By Mike Rowan, 11/13/2009
HSAs: A Tax-free Medical Investment Fund and Additional Retirement Account The lack of health insurance is one of the biggest reasons more people don't retire before age 65. In addition, many Americans reach retirement age woefully unprepared for the medical expenses they'll face. Establishing an HSA, or Health Savings Account, is one solution that can be used to build up money for medical expenses incurred during retirement.

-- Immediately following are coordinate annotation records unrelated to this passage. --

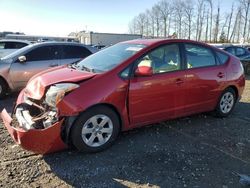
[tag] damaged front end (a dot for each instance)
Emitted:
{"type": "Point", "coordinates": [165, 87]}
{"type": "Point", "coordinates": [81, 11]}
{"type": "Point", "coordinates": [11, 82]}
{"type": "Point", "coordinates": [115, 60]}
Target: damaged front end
{"type": "Point", "coordinates": [38, 124]}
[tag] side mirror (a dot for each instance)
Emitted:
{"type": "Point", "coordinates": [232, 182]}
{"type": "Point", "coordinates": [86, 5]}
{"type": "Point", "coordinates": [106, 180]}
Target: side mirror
{"type": "Point", "coordinates": [144, 71]}
{"type": "Point", "coordinates": [22, 59]}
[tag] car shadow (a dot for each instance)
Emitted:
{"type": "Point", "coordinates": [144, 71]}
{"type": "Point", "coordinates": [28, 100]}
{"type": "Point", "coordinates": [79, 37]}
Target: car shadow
{"type": "Point", "coordinates": [189, 151]}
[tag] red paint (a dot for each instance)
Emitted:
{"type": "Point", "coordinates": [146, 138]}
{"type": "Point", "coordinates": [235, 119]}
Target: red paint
{"type": "Point", "coordinates": [138, 100]}
{"type": "Point", "coordinates": [36, 86]}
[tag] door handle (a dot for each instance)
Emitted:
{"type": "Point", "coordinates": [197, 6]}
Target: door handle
{"type": "Point", "coordinates": [53, 65]}
{"type": "Point", "coordinates": [179, 81]}
{"type": "Point", "coordinates": [221, 75]}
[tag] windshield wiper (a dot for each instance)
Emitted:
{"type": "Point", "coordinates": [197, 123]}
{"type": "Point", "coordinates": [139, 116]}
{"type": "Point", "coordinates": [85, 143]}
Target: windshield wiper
{"type": "Point", "coordinates": [87, 69]}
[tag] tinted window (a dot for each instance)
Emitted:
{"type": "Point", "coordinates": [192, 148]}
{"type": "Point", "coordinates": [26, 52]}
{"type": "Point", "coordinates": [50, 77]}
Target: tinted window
{"type": "Point", "coordinates": [222, 57]}
{"type": "Point", "coordinates": [198, 56]}
{"type": "Point", "coordinates": [162, 59]}
{"type": "Point", "coordinates": [230, 50]}
{"type": "Point", "coordinates": [43, 53]}
{"type": "Point", "coordinates": [110, 57]}
{"type": "Point", "coordinates": [240, 51]}
{"type": "Point", "coordinates": [14, 45]}
{"type": "Point", "coordinates": [71, 52]}
{"type": "Point", "coordinates": [2, 45]}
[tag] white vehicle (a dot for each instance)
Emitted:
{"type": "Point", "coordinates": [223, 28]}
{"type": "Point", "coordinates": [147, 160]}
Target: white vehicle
{"type": "Point", "coordinates": [9, 46]}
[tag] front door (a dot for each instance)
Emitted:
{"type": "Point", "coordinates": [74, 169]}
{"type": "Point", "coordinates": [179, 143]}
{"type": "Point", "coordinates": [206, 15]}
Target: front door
{"type": "Point", "coordinates": [162, 95]}
{"type": "Point", "coordinates": [205, 78]}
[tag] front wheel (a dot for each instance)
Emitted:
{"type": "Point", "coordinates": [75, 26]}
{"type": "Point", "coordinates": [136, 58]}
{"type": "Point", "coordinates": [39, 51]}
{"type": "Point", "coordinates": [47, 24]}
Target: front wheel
{"type": "Point", "coordinates": [226, 103]}
{"type": "Point", "coordinates": [95, 129]}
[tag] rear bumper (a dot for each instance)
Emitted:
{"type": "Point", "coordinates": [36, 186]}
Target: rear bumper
{"type": "Point", "coordinates": [40, 141]}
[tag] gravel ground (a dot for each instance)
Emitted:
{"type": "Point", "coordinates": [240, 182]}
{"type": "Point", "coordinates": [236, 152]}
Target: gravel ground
{"type": "Point", "coordinates": [196, 151]}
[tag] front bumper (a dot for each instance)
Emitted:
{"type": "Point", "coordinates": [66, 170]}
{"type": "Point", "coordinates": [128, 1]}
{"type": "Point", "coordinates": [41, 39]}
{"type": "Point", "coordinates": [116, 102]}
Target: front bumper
{"type": "Point", "coordinates": [40, 141]}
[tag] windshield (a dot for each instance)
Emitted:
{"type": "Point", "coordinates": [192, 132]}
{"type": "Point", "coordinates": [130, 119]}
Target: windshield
{"type": "Point", "coordinates": [108, 58]}
{"type": "Point", "coordinates": [17, 52]}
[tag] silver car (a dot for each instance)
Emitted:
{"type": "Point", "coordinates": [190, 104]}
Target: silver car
{"type": "Point", "coordinates": [8, 46]}
{"type": "Point", "coordinates": [18, 67]}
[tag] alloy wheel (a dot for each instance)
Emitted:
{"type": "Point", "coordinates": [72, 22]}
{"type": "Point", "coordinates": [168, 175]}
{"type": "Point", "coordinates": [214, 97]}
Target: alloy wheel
{"type": "Point", "coordinates": [97, 130]}
{"type": "Point", "coordinates": [227, 102]}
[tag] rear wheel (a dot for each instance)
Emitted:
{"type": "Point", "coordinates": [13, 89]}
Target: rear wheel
{"type": "Point", "coordinates": [95, 130]}
{"type": "Point", "coordinates": [226, 103]}
{"type": "Point", "coordinates": [3, 88]}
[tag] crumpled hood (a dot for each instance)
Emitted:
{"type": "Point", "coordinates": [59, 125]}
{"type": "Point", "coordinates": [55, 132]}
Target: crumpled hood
{"type": "Point", "coordinates": [36, 86]}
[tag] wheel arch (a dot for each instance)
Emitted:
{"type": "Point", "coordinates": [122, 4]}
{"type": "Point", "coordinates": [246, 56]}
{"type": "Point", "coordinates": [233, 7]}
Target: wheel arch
{"type": "Point", "coordinates": [69, 121]}
{"type": "Point", "coordinates": [235, 90]}
{"type": "Point", "coordinates": [5, 81]}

During retirement, the average couple retiring in 2008 will need $225,000 just to cover medical expenses according to Fidelity. This estimate, up an average of 5.8 percent a year since 2002, includes:
The cost of Medicare Part B and Part D premiums
Co-payments
Deductibles and excluded benefits
Out-of-pocket costs for prescription drugs
Vision and Dental Services
The Numbers about Health Expenditures don’t Lie Furthermore, these figures do not even include the cost of over-the-counter medications and long-term care insurance if needed. If you take these into consideration, the Employee Benefit Research Institute estimates that you’ll need nearly $300,000 over the course of your retirement.
It is a fact that medical costs are rising more than three times faster than salaries. As a result, individuals should be factoring life-long health-care expenses into their overall financial planning. HSA plans are overlooked typically in leiu of traditional retirement plans such as a 401k or company pensions. However, as the figures above illustrate, this is one planning scenario that generally isn’t part of the overall financial plan.